Canadian Mennonite provides a vital service by keeping the congregations informed on church life issues and trends.  It has a good balance on raising cutting edge questions.”

This is only one of the 442 (mostly positive) comments on how this publication is fulfilling its mission from the results of a recent independent readership survey. We want to thank everyone who participated in the survey, all 1,221 of you, which represents, according to our survey analyst, a phenomenal return at more than 10 percent of the total. Most surveys of this nature get a 3 percent return; 7 percent is considered exceptional.

Full survey results will be reported in a later edition. But first, we’d like to point out some parallels between who our readers are and what they said in answering our 42 questions and what we observe are the demographics and viewpoints of our 220 congregations across Canada.

Not surprising are the demographics of those answering. The largest group responding was age 66 and older. They are well educated with an above-average income. Doesn’t that track pretty well with the average congregation across Canada? We are an aging denomination—a generation that is well-informed and living a comfortable life.

This group does not see Canadian Mennonite as “owned” by Mennonite Church Canada, but by the congregations.  While this is not only very true, it is interesting that the notion of some  “independence” is understood by our main readership. While we are supportive of MC Canada and receive funding from it and the five area churches, we are free to critique and treat them as one voice of many across the church.

This older group sees us as a source of information about the congregations and a place to connect. This same group sees our purpose as “spiritual and inspirational.”

The 25- to 65-year-olds see us a place to challenge and discuss ideas. They discuss these issues mostly in personal conversations, rather than from the pulpit or in other leadership discourse.

Isn’t that what happens at the congregational level, too?  Don’t we come to church to feed our souls spiritually, to receive inspiration for our home/work/community lives during the week?  Don’t we look forward to connecting with our friends who, in large part, form our networks of small care groups and book clubs?  Isn’t this where we experience “community” like in no other setting?

In that sense, we are in sync with life at the congregational level and are hopefully enriching our collective spiritual lives together.  The magazine is said to be read from “cover to cover” by the 66-plus year-olds, while the younger age groups “skim through it quickly” and then read it more thoroughly later. “Overall, the magazine is well read,” says our analyst, and also well liked.
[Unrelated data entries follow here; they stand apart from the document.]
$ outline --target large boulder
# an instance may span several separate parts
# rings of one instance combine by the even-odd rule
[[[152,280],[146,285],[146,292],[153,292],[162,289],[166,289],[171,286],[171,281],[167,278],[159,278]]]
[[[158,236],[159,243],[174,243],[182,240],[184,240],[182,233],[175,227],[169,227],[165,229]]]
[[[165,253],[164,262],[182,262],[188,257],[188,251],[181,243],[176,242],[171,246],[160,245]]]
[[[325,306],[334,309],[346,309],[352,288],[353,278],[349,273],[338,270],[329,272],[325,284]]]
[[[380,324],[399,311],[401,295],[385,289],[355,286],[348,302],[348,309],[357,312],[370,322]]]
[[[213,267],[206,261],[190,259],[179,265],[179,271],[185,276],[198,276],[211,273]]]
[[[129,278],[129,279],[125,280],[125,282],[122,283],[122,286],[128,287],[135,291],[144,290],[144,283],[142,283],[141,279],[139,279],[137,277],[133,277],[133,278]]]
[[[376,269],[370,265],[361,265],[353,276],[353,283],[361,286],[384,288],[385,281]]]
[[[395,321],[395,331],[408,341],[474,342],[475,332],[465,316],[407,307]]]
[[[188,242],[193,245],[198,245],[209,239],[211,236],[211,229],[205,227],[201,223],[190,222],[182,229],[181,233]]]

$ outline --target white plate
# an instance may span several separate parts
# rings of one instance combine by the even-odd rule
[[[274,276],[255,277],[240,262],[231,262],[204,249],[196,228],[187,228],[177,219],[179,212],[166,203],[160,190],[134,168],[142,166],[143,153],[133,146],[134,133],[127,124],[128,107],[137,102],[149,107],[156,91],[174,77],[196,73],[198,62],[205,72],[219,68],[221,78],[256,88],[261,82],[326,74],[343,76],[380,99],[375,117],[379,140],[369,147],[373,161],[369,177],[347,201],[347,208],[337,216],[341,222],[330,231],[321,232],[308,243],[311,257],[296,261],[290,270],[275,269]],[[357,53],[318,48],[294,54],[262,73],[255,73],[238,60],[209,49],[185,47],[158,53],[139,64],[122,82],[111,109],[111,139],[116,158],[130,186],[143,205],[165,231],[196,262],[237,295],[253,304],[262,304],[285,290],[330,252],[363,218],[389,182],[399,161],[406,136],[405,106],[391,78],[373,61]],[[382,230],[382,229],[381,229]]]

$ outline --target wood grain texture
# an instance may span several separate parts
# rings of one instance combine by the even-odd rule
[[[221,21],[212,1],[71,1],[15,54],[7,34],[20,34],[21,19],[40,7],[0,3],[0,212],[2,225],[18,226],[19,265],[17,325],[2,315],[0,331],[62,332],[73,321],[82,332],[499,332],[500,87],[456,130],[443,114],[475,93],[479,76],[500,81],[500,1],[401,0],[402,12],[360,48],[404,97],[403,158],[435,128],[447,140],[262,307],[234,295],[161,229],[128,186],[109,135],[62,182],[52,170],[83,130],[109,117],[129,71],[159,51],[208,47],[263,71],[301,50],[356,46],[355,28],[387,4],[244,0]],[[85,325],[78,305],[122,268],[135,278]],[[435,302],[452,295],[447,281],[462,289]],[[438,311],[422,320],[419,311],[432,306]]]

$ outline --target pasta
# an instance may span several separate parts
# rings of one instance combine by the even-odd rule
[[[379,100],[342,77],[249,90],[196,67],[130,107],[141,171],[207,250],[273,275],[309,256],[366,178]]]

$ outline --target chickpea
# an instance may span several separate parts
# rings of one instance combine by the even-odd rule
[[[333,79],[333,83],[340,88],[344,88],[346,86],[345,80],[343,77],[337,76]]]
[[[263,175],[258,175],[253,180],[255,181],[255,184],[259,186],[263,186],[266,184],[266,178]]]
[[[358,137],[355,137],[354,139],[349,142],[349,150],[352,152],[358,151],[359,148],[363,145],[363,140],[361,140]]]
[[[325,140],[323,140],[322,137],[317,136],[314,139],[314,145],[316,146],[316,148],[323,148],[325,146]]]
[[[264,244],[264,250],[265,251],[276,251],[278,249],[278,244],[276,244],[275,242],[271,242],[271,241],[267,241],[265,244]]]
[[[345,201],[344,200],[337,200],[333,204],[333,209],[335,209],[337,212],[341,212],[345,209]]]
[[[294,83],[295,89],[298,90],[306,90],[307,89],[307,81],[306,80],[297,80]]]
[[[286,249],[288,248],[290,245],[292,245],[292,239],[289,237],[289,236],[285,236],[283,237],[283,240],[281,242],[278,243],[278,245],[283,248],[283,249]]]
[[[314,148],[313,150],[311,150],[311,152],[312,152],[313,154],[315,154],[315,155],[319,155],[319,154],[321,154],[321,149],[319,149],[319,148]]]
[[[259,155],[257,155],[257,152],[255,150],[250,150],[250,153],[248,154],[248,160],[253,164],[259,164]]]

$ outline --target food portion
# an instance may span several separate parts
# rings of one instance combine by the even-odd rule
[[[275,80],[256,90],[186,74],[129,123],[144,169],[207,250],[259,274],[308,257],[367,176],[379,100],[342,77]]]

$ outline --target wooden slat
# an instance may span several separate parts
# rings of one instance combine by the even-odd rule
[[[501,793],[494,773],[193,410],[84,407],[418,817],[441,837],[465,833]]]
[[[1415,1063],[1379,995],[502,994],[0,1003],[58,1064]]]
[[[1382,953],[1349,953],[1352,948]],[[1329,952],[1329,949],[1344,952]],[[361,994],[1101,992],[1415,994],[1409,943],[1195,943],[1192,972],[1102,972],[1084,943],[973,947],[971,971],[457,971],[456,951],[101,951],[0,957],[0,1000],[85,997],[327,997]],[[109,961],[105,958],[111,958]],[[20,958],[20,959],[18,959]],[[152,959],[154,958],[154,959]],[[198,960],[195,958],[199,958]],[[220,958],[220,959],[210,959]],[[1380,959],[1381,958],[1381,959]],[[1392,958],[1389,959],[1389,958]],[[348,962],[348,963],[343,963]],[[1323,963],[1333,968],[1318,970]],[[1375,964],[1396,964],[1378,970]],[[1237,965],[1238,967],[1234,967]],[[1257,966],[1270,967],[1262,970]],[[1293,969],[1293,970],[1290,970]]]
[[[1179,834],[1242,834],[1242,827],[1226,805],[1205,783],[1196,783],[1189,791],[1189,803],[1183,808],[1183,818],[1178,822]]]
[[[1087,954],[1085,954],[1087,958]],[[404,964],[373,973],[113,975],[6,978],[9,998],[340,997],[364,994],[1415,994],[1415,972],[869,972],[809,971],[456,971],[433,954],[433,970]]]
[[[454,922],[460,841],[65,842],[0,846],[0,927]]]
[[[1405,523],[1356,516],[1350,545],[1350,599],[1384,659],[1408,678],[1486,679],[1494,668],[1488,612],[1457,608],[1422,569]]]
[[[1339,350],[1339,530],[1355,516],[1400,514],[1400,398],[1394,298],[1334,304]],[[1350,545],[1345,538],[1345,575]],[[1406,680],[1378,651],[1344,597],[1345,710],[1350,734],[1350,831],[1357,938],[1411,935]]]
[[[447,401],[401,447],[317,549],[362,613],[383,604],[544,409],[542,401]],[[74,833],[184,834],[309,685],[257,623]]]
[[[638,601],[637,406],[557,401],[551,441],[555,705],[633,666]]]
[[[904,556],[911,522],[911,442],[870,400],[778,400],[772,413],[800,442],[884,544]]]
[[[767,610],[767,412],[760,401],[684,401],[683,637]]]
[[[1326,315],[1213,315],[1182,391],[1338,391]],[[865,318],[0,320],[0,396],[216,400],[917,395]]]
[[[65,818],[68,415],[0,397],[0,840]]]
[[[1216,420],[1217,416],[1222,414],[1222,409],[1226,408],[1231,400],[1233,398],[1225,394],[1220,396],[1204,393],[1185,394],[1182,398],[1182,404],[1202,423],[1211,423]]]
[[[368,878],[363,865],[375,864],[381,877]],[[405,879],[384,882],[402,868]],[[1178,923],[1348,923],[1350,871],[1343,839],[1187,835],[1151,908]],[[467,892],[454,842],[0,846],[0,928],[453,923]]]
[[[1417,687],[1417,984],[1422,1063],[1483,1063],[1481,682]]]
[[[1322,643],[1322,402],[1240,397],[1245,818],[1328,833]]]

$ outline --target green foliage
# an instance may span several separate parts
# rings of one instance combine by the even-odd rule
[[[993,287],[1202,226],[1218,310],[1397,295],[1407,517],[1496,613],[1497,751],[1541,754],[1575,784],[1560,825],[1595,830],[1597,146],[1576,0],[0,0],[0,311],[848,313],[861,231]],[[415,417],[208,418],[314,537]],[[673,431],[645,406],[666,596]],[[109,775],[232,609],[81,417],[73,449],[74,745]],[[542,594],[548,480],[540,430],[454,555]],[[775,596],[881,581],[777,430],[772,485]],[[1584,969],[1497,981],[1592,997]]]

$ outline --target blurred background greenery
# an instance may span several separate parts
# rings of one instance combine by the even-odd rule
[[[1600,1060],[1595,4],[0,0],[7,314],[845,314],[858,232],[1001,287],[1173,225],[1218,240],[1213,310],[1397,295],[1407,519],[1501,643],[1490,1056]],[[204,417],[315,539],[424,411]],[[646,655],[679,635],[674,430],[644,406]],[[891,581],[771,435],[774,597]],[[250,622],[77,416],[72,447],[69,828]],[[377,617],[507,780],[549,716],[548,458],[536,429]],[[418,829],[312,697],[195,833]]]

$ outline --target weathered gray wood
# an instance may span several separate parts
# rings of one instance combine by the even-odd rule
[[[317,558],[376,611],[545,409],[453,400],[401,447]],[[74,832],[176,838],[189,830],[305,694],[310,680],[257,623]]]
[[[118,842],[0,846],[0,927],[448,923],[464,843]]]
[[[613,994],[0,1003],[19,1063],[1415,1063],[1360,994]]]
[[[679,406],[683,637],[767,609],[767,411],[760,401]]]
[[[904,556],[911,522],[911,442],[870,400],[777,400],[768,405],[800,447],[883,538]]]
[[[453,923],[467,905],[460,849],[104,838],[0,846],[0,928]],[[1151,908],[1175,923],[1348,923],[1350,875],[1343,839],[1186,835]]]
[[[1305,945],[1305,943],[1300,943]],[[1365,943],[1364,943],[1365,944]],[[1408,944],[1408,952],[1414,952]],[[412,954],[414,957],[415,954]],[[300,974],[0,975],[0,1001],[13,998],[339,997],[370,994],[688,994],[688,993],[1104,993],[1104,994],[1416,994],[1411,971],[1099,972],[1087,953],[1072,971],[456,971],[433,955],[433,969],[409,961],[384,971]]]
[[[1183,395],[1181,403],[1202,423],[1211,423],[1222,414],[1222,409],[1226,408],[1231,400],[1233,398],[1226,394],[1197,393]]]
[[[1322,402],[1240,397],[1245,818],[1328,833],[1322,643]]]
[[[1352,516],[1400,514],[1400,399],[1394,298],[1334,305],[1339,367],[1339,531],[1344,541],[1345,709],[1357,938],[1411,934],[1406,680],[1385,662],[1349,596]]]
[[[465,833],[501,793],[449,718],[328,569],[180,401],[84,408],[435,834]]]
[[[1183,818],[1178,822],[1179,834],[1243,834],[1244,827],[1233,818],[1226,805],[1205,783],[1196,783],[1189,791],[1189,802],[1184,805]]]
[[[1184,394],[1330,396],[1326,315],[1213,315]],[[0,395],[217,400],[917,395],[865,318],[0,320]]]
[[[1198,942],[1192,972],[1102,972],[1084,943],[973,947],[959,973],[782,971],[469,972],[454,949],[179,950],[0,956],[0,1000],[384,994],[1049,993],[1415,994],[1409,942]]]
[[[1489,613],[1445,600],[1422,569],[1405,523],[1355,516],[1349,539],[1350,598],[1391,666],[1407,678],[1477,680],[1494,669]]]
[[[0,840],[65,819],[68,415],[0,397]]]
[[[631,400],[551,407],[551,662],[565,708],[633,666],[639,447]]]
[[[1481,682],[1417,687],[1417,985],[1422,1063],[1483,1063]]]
Isn’t that true in your congregation, too? The older group, many of whom are retired, take the time to absorb most of our content, while the younger group, busy with home, school and work, are more selective.

Most readers feel that while our current content is good, they are not looking for devotionals or information from leaders. They want it to maintain a “news feel.” What does that say about our congregations? “Is community” more important than preaching and worship? Or shall we say that gathering and friendship are just as important as spiritual formation?

While there is a “very low engagement level online,” according to our analyst, there is strong sentiment to keep the printed version of Canadian Mennonite. This is a surprising response, given that we have worked very hard in the last two years to beef up and improve our website. This response needs to be nuanced, however, because the number of responses were small from the younger group compared to those of the older group.

What the younger demographic wants to see, however, is striking. They are “very interested in more Christian and theological teaching in response to issues.”

While web survey respondents enjoy the discussion and letters, they want some “theology” to go along with it. This was the only group to articulate the desire for a stronger Anabaptist presence; others wished for more theological views, some from leaders, but not exclusively.

Finally, what does this say about what the age 45 group wants?  Is there a yearning in our congregations, too, for more Anabaptist teaching, more wrestling with the issues from the perspective of our spiritual roots?